Edit: It is advisable to avoid and and all “pre-” or “post-processing” activities in an attempt to coerce the format and account for variations. Strive to keep it simple. Of course, you’ll be limited by what the target system can do. rfc4180 is a great reference for how to structure delimited files and support all data values.
Thanks guys for your feedback.
Unfortunately, the target application does not want to change their double pipe format as it is a big impact for them and they expect an output format as follows : FR||AS||1||LIX||110||1||2021-11-01T08:43:28||3090602017600||0||890||123456789
I think the way to do it, it’s to replace a double pipe with a single pipe and do the processing.
Yep, that’ll do the trick.
This could go sideways if you’re dealing with heavy volumes coupled with large files, so be sure to follow the usual guidelines -
- Use the “Scope” property to limit the pipeline replications/handoffs of the file content (transformers are another option, but use what suits your design best) to child services
- Explicitly cleanup obsolete variables at appropriate places throughout the flow, and not just at the end
- If you are dealing with large files, then follow large-file handling principles, test for performance and benchmark the throughputs
- Gauge and make necessary resource (cores, heap) adjustments, based on #3
Thank you so much for these tips.
How will you handle the case where | is in the data?

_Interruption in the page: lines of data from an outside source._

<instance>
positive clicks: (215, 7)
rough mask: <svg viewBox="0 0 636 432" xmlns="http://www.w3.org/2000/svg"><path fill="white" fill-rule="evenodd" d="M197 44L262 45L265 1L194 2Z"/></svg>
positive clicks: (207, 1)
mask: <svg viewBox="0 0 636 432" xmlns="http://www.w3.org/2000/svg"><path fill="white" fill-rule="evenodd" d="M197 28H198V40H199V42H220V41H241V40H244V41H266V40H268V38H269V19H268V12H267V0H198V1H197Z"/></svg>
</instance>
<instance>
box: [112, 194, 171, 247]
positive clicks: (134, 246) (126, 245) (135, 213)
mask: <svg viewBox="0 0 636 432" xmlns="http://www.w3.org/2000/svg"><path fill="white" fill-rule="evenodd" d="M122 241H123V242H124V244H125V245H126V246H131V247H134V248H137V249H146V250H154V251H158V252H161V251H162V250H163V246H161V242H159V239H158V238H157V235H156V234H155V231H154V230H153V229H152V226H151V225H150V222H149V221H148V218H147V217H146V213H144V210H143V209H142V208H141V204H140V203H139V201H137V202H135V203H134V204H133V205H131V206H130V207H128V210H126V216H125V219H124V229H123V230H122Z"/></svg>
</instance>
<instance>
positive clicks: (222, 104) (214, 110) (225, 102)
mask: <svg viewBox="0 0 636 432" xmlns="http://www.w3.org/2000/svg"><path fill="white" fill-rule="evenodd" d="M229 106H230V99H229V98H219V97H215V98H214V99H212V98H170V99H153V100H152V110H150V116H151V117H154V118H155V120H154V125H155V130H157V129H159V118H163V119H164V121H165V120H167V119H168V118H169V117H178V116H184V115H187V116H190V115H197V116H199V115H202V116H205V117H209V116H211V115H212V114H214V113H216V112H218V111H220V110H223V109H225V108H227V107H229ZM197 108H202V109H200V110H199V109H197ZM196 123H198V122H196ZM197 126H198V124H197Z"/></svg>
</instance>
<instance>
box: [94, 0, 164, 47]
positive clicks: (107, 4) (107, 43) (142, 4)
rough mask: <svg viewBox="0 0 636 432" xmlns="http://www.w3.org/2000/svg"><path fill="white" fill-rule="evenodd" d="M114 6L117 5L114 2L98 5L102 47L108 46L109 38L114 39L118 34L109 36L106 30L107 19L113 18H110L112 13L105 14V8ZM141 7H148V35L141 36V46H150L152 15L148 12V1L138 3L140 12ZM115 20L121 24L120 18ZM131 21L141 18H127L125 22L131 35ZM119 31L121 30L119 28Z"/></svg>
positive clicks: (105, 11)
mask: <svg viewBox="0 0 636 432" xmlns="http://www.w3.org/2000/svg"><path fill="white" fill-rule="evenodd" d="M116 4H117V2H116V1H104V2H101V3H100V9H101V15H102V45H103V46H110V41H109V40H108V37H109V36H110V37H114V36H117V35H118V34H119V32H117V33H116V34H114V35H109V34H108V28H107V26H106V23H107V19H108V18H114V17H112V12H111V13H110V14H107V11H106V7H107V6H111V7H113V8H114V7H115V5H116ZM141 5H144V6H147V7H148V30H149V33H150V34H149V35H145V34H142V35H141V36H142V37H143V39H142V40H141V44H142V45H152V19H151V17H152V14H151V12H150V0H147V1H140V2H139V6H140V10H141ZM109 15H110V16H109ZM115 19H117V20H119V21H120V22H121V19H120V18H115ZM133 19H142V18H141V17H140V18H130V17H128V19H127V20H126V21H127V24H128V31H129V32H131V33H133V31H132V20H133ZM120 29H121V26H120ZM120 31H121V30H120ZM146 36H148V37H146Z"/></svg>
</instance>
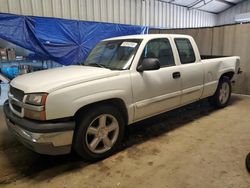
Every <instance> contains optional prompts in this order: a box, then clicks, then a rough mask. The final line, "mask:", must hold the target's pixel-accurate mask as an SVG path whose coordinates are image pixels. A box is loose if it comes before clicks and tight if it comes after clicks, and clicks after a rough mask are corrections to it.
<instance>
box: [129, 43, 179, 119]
mask: <svg viewBox="0 0 250 188" xmlns="http://www.w3.org/2000/svg"><path fill="white" fill-rule="evenodd" d="M144 58H157V59H159V61H160V65H161V68H160V69H159V70H151V71H144V72H137V71H136V72H133V73H132V74H131V81H132V88H133V97H134V103H135V120H140V119H144V118H146V117H149V116H152V115H155V114H159V113H161V112H164V111H167V110H169V109H172V108H175V107H177V106H179V105H180V99H181V79H180V77H179V73H180V72H179V66H176V64H175V60H174V55H173V52H172V46H171V44H170V42H169V40H168V39H167V38H159V39H153V40H150V41H149V42H148V43H147V44H146V46H145V48H144V50H143V52H142V54H141V59H140V61H139V63H138V65H139V64H140V62H141V61H142V60H143V59H144ZM138 65H137V66H138Z"/></svg>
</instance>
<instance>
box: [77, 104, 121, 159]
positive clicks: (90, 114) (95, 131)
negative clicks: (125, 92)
mask: <svg viewBox="0 0 250 188" xmlns="http://www.w3.org/2000/svg"><path fill="white" fill-rule="evenodd" d="M81 115H82V117H81V118H80V120H79V123H78V125H77V128H76V130H75V135H74V142H73V147H74V149H75V151H76V153H77V154H79V155H80V156H81V157H82V158H83V159H85V160H87V161H90V162H95V161H98V160H101V159H104V158H106V157H108V156H110V155H112V154H113V153H114V152H115V150H116V149H117V147H118V146H119V144H120V143H121V141H122V138H123V135H124V127H125V123H124V119H123V117H122V115H121V113H120V112H119V111H118V109H116V108H115V107H113V106H109V105H105V106H96V107H95V108H90V109H88V110H87V111H85V112H84V113H82V114H81Z"/></svg>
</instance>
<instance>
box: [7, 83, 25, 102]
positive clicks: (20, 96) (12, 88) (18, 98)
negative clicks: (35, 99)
mask: <svg viewBox="0 0 250 188" xmlns="http://www.w3.org/2000/svg"><path fill="white" fill-rule="evenodd" d="M10 93H11V94H12V95H13V96H14V98H15V99H17V100H19V101H23V97H24V92H23V91H22V90H20V89H17V88H14V87H12V86H10Z"/></svg>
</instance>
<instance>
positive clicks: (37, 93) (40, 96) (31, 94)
mask: <svg viewBox="0 0 250 188" xmlns="http://www.w3.org/2000/svg"><path fill="white" fill-rule="evenodd" d="M46 97H47V93H34V94H28V96H27V98H26V103H28V104H33V105H37V106H41V105H45V102H46Z"/></svg>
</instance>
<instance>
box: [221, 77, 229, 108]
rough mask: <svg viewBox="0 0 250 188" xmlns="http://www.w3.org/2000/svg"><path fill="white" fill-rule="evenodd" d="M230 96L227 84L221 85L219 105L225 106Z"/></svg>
mask: <svg viewBox="0 0 250 188" xmlns="http://www.w3.org/2000/svg"><path fill="white" fill-rule="evenodd" d="M229 96H230V88H229V85H228V83H227V82H224V83H223V84H222V85H221V89H220V94H219V100H220V103H221V104H225V103H226V102H227V100H228V98H229Z"/></svg>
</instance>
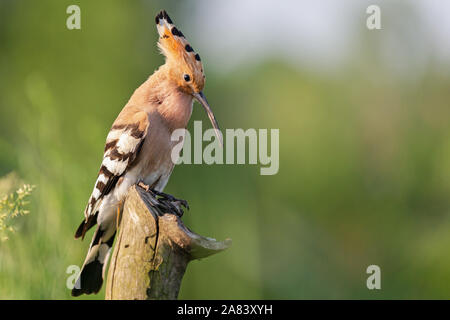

Another possibility, though a bit ugly, is to define dummy fields in the FF schema that never have data in them. This will cause the FF generation to create empty fields – resulting in || between each “real” field.
Ugly. But perhaps more acceptable than a replace ‘|’ with “||” that could go astray depending upon data content.
I’d be interested in learning more about what that impact might be. Delimiters should be changeable without much fanfare. We’re back to wondering why they did this in the first place.
This topic was automatically closed 90 days after the last reply. New replies are no longer allowed.